‘It’s not going well at all,’ she said now. ‘There’s hardly anyone here.’ She knew she sounded ungracious, but couldn’t help herself. ‘You’d think people would come, if only for the free wine and the chance to see Roddy Sinclair.’
‘But the people who are here are interested,’ he said. ‘Look.’
She turned away from him and back into the room. Perez was right. People had turned their attention from the wine and the music and had begun to promenade around the gallery, looking at the paintings, stopping occasionally to concentrate on something specific.

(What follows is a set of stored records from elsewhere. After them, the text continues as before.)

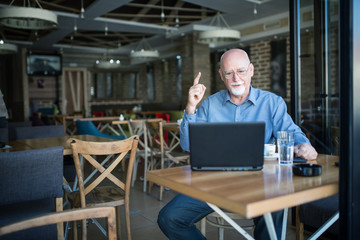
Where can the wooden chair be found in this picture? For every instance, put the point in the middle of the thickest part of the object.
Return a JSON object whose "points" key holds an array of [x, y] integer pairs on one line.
{"points": [[168, 154], [66, 216], [88, 127], [94, 191], [30, 185]]}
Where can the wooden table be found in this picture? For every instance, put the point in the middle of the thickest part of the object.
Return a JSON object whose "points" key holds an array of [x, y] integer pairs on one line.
{"points": [[252, 194]]}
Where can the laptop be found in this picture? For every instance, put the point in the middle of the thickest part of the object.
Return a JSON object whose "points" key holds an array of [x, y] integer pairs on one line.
{"points": [[227, 146]]}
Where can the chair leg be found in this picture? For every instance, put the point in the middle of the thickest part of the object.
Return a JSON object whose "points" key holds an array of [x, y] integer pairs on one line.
{"points": [[203, 226], [220, 221], [84, 229], [299, 225], [161, 192], [134, 172], [118, 221], [75, 230], [127, 220]]}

The space was evenly divided between her work and Bella’s. The exhibition had been designed as a Bella Sinclair retrospective. She was showing thirty years’ worth of art; pictures and drawings had been pulled in from collections all over the country. The invitation for Fran to show with her had come out of the blue.
‘You should be proud,’ Perez said. She wasn’t quite sure how to react. She hoped that he would say something flattering about her work. Tonight, jittery and exposed, she could use the flattery.
But his attention was turned to the visitors. ‘There’s someone who seems very keen.’ She followed his gaze to a middle-aged man, who was smart in an arty, unbuttoned sort of way. Slim, almost girlish figure. Black linen jacket over a black T-shirt, loose black trousers. He’d been standing in front of an early self-portrait of Bella. It was Bella at her most outrageous. She was dressed in red with a scarlet gash of lipstick as a mouth, her hair blown away from her face, at once disturbing and erotic. It was an oil, the paint thick and textured, the strokes very free.
Then he moved on to stand next to Roddy Sinclair and to stare at a work of Fran’s, a drawing of Cassie on the beach at Ravenswick. Something about the intensity of his looking made her uncomfortable, though it wasn’t the sort of picture that would allow him to recognize Cassie in the street. He looked horrified, she thought, not keen. As if he’d just witnessed an atrocity. Or seen a ghost.